Architecture
Trainer
The verl actor — backends, algorithms, and training modes
The Trainer closes the loop. It samples the task batch, consumes finished rollouts from the Rollouter's data buffer, computes advantages, updates the actor (and critic, for PPO), and pushes new weights back via weight sync.
Algorithms
Selected with adv_estimator / policy_loss_mode in the launch script:
- PPO — actor + critic, clipped policy-gradient objective.

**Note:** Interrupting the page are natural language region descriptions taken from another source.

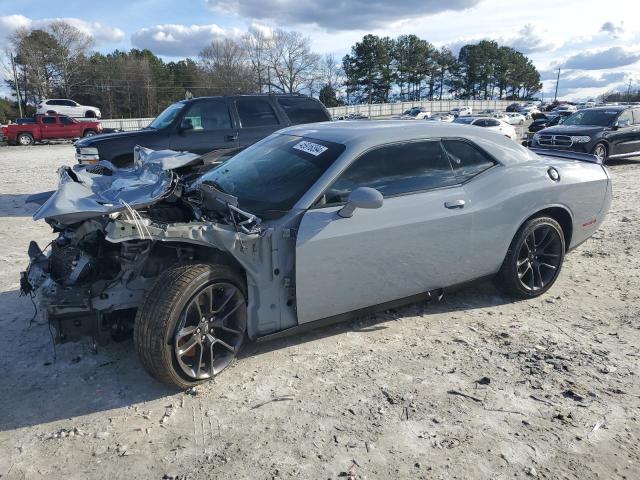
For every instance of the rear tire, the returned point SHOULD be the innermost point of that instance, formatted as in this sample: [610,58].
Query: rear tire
[25,139]
[534,259]
[170,335]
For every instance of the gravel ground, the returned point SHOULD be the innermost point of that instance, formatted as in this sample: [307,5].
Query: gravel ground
[476,386]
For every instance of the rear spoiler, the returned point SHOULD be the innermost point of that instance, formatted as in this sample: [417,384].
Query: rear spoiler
[582,157]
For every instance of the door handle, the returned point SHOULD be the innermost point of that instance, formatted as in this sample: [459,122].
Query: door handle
[454,204]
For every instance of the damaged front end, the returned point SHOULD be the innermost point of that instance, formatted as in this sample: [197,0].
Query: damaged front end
[118,229]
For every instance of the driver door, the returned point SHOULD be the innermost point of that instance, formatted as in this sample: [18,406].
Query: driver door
[212,128]
[415,242]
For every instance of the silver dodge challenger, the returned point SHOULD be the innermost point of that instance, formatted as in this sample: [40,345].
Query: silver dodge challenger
[318,223]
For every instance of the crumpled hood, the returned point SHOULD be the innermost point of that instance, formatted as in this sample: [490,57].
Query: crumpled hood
[86,192]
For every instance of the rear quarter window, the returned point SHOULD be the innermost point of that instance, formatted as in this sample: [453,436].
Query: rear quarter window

- GRPO — group-relative advantages, no critic (
adv_estimator=grpo). - GSPO — sequence-level policy optimization (
policy_loss_mode=gspo).
The default profile runs GRPO advantages with a GSPO loss. All three optimize over full multi-turn rollouts, not single completions. See Algorithms.
Backends
The actor can run on three backends:
| Backend | Best for |
|---|---|
| FSDP | dense models; the validated default and fully-async path |
| VeOmni | large MoE policies (e.g. Qwen3-30B-A3B); enable with USE_NEW_VERL=1 |
| Megatron | the largest models, via tensor/pipeline parallelism |
Training modes & features
- Sync — generate → execute → reward → update in lockstep on shared GPUs; the minimal-cost single-node default.
- Async — a decoupled trainer pool consumes a streaming buffer from a separate rollout pool (see Rollouter and Scaling Up).
- Partial Rollout — a rollout interrupted mid-generation by a weight sync is resumed rather than thrown away, recovering otherwise-wasted compute.
- R3 (router replay) — for MoE policies, replays the rollout's expert-routing decisions during the training forward pass so the update matches what was actually generated; required to keep MoE rollout/training logprobs aligned.
Outputs
verl writes the actor as FSDP shards every save_freq steps to
checkpoints/<project>/<exp>/global_step_N/, and logs per-step metrics to
logs/<exp>.log and wandb. See Metrics and
Results & Artifacts.